# Automated Machine Learning (AutoML) for the Diagnosis of Melanoma Skin Lesions From Consumer-Grade Camera Photos

**Authors:** Aparna Potluru, Anmol Arora, Ananya Arora, Shaheer Aslam Joiya

PMC · DOI: 10.7759/cureus.67559 · Cureus · 2024-08-23

## TL;DR

This study shows that a no-code AI tool can accurately diagnose melanoma from skin lesion photos, offering potential for non-experts to develop clinical AI tools.

## Contribution

Demonstrates the use of a no-code AutoML platform for melanoma diagnosis with performance comparable to expert-developed models.

## Key findings

- The AutoML algorithm achieved 84.4% accuracy in classifying melanoma and non-melanoma lesions.
- It correctly identified 83.3% of melanoma cases and 85.7% of non-melanoma cases in the test set.

## Abstract

Background: In recent years, there has been much speculation about the role of artificial intelligence (AI) and machine learning in dermatology. Advances in computer vision have increased the potential for automated diagnosis of images. However, there remains a gap between the technological development of the algorithms and their real-world implementation. This study aims to develop and test an automated machine learning (AutoML) algorithm for the diagnosis of melanoma, with no technical or coding skills required by the operator.

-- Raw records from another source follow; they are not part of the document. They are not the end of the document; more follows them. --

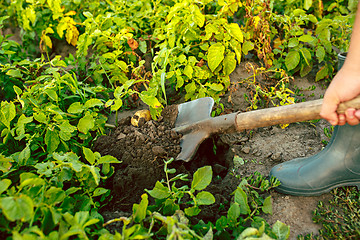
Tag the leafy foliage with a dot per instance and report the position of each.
(52, 108)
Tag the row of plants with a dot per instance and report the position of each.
(52, 109)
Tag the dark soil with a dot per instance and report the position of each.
(143, 151)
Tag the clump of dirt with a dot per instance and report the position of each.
(143, 150)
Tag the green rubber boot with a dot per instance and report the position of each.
(338, 164)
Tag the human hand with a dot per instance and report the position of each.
(345, 86)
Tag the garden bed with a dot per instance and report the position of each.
(259, 150)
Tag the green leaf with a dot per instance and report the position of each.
(117, 104)
(198, 17)
(54, 195)
(293, 42)
(188, 71)
(159, 191)
(306, 38)
(89, 155)
(320, 53)
(307, 4)
(247, 46)
(281, 230)
(215, 86)
(205, 198)
(14, 73)
(267, 206)
(202, 178)
(292, 60)
(235, 31)
(52, 94)
(229, 63)
(52, 140)
(95, 173)
(306, 55)
(17, 208)
(241, 199)
(7, 113)
(233, 212)
(152, 101)
(142, 46)
(249, 233)
(67, 127)
(75, 107)
(322, 73)
(100, 191)
(40, 117)
(108, 159)
(86, 123)
(192, 211)
(215, 55)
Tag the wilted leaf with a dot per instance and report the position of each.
(292, 60)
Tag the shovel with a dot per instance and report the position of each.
(195, 123)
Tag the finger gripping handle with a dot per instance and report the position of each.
(287, 114)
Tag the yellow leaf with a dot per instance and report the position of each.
(47, 41)
(72, 35)
(70, 13)
(61, 27)
(256, 21)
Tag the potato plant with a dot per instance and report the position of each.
(52, 109)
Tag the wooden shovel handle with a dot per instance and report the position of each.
(287, 114)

Methods: The Skin Cancer Detection Dataset from the University of Waterloo Vision and Image Processing Lab contains 206 images sourced from the public databases DermIS and DermQuest. The dataset was split into two groups: training data (n=174) and testing data (n=32). A machine learning algorithm was created using ‘Teachable Machine’, trained on the training data, to differentiate between melanoma and non-melanoma skin lesions.

Results: The AutoML algorithm identified 12/14 non-melanoma images and 15/18 melanoma images in the testing dataset. The overall accuracy was 84.4%, with a sensitivity of 83.3% and a specificity of 85.7%.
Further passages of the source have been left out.